Salesforce's top product marketing executive admitted this month that confidence in large language models has eroded significantly over the past year. "We all had more confidence in LLMs a year ago," said Sanjna Parulekar, SVP of product marketing, during a recent roundtable discussion on the company's AI strategy.
The timing is awkward. This candid assessment comes months after CEO Marc Benioff boasted on The Logan Bartlett Show podcast that Salesforce had cut its customer support staff from 9,000 to 5,000 employees, largely through AI deployment. "I need less heads," Benioff said in that August interview.
When the model forgets to send the survey
The problems are technical, not philosophical. Salesforce's CTO Muralidhar Krishnaprasad has noted that LLMs start ignoring instructions when given more than eight directives, which is, to put it mildly, not great for enterprise workflows that routinely require dozens of sequential steps.
Then there's what Phil Mui, SVP of Agentforce Software Engineering, calls "drift." In an October blog post, Mui described how AI agents lose focus on their primary objectives when users ask tangential questions. A chatbot designed to help customers fill out a form gets distracted when someone asks about shipping times. The form never gets completed.
Home security company Vivint, which uses Agentforce to manage customer service for 2.5 million customers, ran into these reliability issues firsthand. According to reporting from The Information, the AI would sometimes skip sending customer satisfaction surveys after interactions, despite explicit instructions. Vivint worked with Salesforce to implement "deterministic triggers" to guarantee the surveys actually went out.
What "deterministic" actually means
Salesforce's fix is essentially a retreat. The company is now emphasizing "hybrid reasoning," which combines LLM flexibility for conversational tasks with old-fashioned rule-based logic (what Salesforce calls Flows, Apex, and APIs) for anything business-critical.

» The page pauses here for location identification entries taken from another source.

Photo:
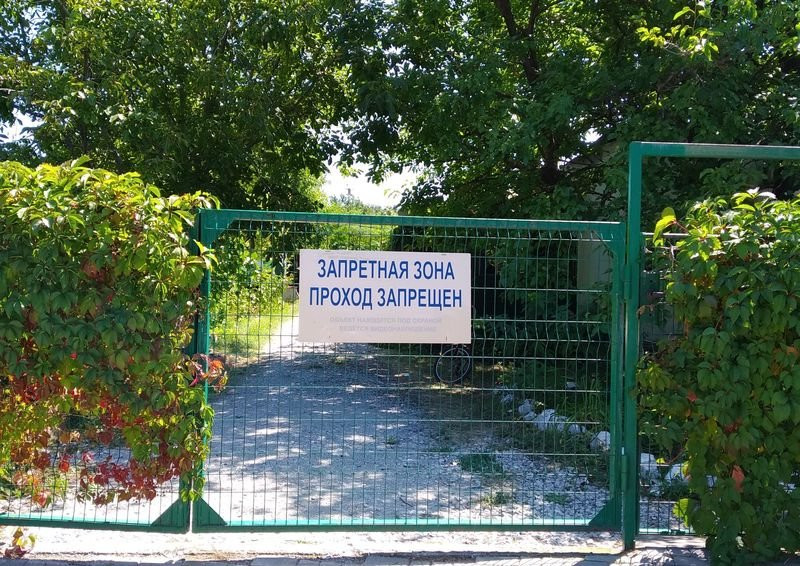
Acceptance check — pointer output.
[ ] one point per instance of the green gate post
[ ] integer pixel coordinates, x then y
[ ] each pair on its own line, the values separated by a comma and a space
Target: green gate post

Their new Agent Graph and Agent Script tools let developers specify exactly which parts of a workflow should be LLM-driven versus hard-coded. It's sophisticated product thinking, but it's also an admission that the original vision of autonomous AI agents handling complex workflows end-to-end was oversold.

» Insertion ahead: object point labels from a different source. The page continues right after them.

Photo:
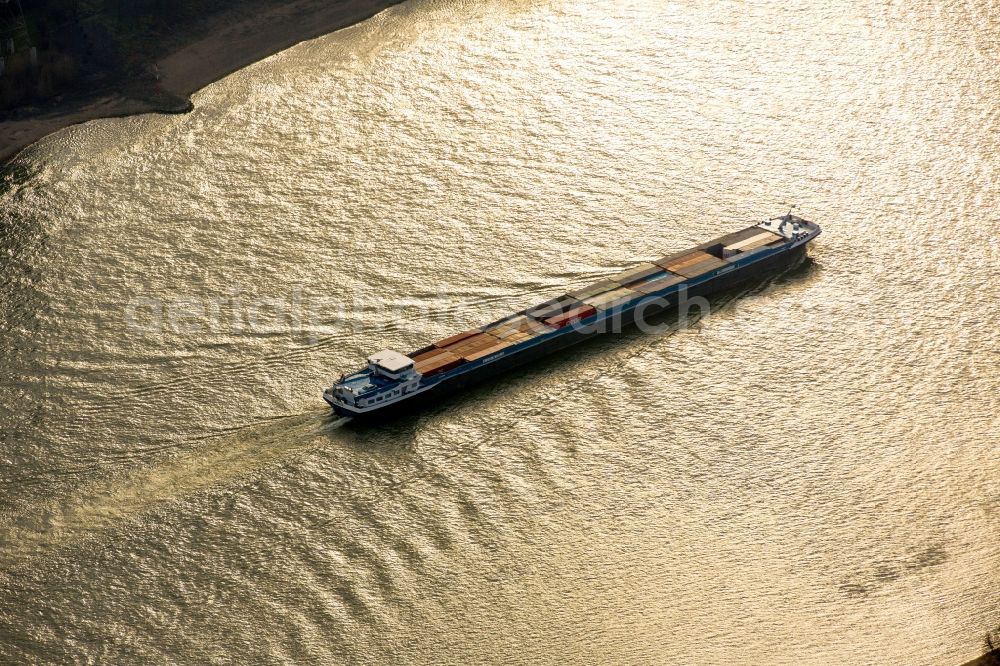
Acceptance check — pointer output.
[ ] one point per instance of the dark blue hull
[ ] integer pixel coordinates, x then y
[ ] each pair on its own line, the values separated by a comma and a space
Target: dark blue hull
638, 312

A Salesforce spokesperson denied the company is backtracking, stating they're "simply being more intentional about their use" of LLMs. The Agentforce platform is reportedly on track for over $500 million in annual recurring revenue, up 330% year-over-year, with over 9,500 paid deals closed. Those numbers are real, though they don't tell you how much of that value comes from the AI parts versus the traditional automation Salesforce has been selling for years.
The stock tells a story
Salesforce shares hit an all-time high of $365 on December 4, 2024, riding the Agentforce hype. As of late December, the stock trades around $265, a decline of roughly 27% from that peak. Investors seem uncertain whether the agentic AI narrative can deliver.

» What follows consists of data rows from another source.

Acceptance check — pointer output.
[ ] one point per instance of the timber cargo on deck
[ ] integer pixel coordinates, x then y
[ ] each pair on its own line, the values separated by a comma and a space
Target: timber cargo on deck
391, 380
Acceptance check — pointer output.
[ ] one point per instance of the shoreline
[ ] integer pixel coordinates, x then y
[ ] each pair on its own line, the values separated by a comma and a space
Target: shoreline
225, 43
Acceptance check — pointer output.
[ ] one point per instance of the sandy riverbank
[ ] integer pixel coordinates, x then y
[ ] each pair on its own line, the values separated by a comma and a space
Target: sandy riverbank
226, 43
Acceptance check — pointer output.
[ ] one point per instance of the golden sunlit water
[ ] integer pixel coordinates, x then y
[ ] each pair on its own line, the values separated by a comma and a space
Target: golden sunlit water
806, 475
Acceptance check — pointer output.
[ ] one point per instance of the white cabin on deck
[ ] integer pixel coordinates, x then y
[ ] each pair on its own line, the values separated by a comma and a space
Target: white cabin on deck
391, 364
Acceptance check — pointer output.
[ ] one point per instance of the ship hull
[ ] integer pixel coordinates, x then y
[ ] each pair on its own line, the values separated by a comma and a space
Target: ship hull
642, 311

The company still employs about 76,000 people worldwide and remains the dominant player in CRM. But the LLM reliability admission creates a credibility problem. Benioff spent much of 2024 insisting AI wouldn't cause mass layoffs. "I keep looking around, talking to CEOs, asking, what AI are they using for these big layoffs?" he told Fortune earlier in the year. Then Salesforce cut 4,000 support roles. Now executives admit the AI they deployed has reliability issues significant enough to warrant an architectural overhaul.
Enterprise buyers paying attention will ask the obvious question: did you cut people based on capabilities you're now admitting were oversold?
Salesforce's Agentforce 3.0 is expected to include new observability tools, including a Command Center for monitoring agent performance. General availability is planned for later in 2026.